The Pain of Nothing

The Pain of Nothing February 6, 2016
Statue of the Buddha, Photograph by Henry Karlson
Statue of the Buddha, Photograph by Henry Karlson

A Buddhist monk and his disciple came together to talk about life, the universe and everything. The disciple, having read and many important Buddhist texts, such as the Heart Sutra which told him, “Form is emptiness,” ended up taking a nihilistic view towards the universe. If emptiness is form, and form is emptiness, would it not be best to help the world achieve its proper form and empty it of all its illusions, and so eliminate its apparent content?

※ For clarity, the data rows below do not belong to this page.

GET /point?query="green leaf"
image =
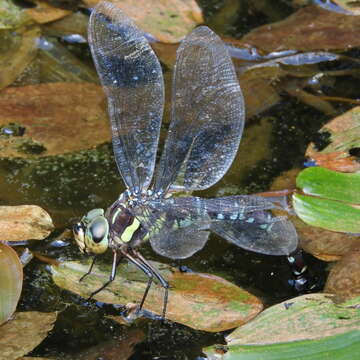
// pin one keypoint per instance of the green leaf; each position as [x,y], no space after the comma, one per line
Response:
[201,301]
[318,181]
[309,327]
[328,214]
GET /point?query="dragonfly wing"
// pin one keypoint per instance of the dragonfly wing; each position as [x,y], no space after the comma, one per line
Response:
[260,232]
[174,231]
[132,79]
[180,224]
[207,115]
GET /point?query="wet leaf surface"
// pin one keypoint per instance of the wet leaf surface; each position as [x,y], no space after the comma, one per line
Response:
[168,21]
[58,118]
[22,49]
[344,277]
[330,199]
[307,327]
[24,332]
[12,16]
[44,12]
[340,136]
[24,222]
[324,244]
[11,280]
[114,349]
[201,301]
[310,28]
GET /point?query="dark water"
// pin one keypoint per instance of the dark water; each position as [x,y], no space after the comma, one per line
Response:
[67,186]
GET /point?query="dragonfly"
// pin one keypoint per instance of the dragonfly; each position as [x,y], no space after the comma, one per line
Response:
[207,121]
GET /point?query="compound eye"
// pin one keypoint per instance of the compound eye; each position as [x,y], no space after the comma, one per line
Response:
[98,229]
[78,228]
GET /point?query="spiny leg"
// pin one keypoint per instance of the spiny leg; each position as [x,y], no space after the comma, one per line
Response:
[89,271]
[115,264]
[162,281]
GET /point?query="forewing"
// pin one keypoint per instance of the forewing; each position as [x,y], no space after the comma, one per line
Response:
[174,231]
[132,79]
[178,227]
[207,115]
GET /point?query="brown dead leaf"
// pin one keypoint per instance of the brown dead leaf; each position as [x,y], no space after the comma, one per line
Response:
[167,20]
[310,28]
[344,277]
[24,222]
[58,118]
[44,13]
[201,301]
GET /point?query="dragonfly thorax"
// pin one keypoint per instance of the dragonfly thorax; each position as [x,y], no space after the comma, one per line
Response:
[92,232]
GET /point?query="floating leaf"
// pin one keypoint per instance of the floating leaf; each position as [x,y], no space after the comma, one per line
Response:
[321,182]
[341,135]
[44,13]
[21,52]
[168,21]
[10,281]
[58,118]
[310,28]
[12,16]
[24,222]
[307,327]
[330,200]
[201,301]
[344,277]
[324,244]
[24,332]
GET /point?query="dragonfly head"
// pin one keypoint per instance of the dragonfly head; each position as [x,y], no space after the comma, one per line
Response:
[92,232]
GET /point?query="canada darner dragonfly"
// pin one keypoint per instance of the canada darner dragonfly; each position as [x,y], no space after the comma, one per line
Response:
[207,120]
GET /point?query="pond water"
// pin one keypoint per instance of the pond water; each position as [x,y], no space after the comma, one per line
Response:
[274,141]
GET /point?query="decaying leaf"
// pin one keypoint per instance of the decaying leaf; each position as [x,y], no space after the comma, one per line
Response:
[168,21]
[201,301]
[44,13]
[24,332]
[11,278]
[344,277]
[21,52]
[307,327]
[58,118]
[310,28]
[342,135]
[24,222]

The monk understood how his disciple could come to such an erroneous conclusion. He also knew he had to do something but it. Nihilism was, after all, one of the two great errors, and it was one very common with beginners exploring Buddhist thought as they over-literalized the words of the Buddha. But how was he to show his disciple the error of his ways? How was he to show that the emptiness of the world did not destroy the forms found in the world but was the foundation for their conventional existence? How was he to show his disciple this nothingness had form, and that in and with such form, great harm could and would be done if such an erroneous interpretation was upheld?

The answer came to him.

“Disciple,” the monk said.

“Yes?”

“Come here and sit and mediate.”

The disciple came and sat down, properly in full lotus position, in front of his master, and meditated.

After ten minutes, the monk was ready.

“You believe the world and everything around it is nothing?”

“Yes, master. It is as the Buddha said.”

“But what is this nothing?”

“It is the emptiness of being.“

“And how is this emptiness to be understood?”

“Through the elimination of all apparent things.”

“But don’t you think that will hurt?”

“No, master. How can nothing hurt?”

“True. True. How can it?”

The master became silent for several minutes.

“Disciple.”

“Yes, master?”

“Can you grab a hold of this nothing?”

“No, master. Nothing can’t be held.”

“But it can! I can grab a little of it, and in doing so, show you nothing can hurt a great deal!”

“How, master?”

The monk looked down at his disciple, and then reached out and grabbed him by the nose, pulling it very hard.

“Ouch!” the disciple said. “Why did you do that?”

“To show you how much pain you can find in a little bit of nothing!”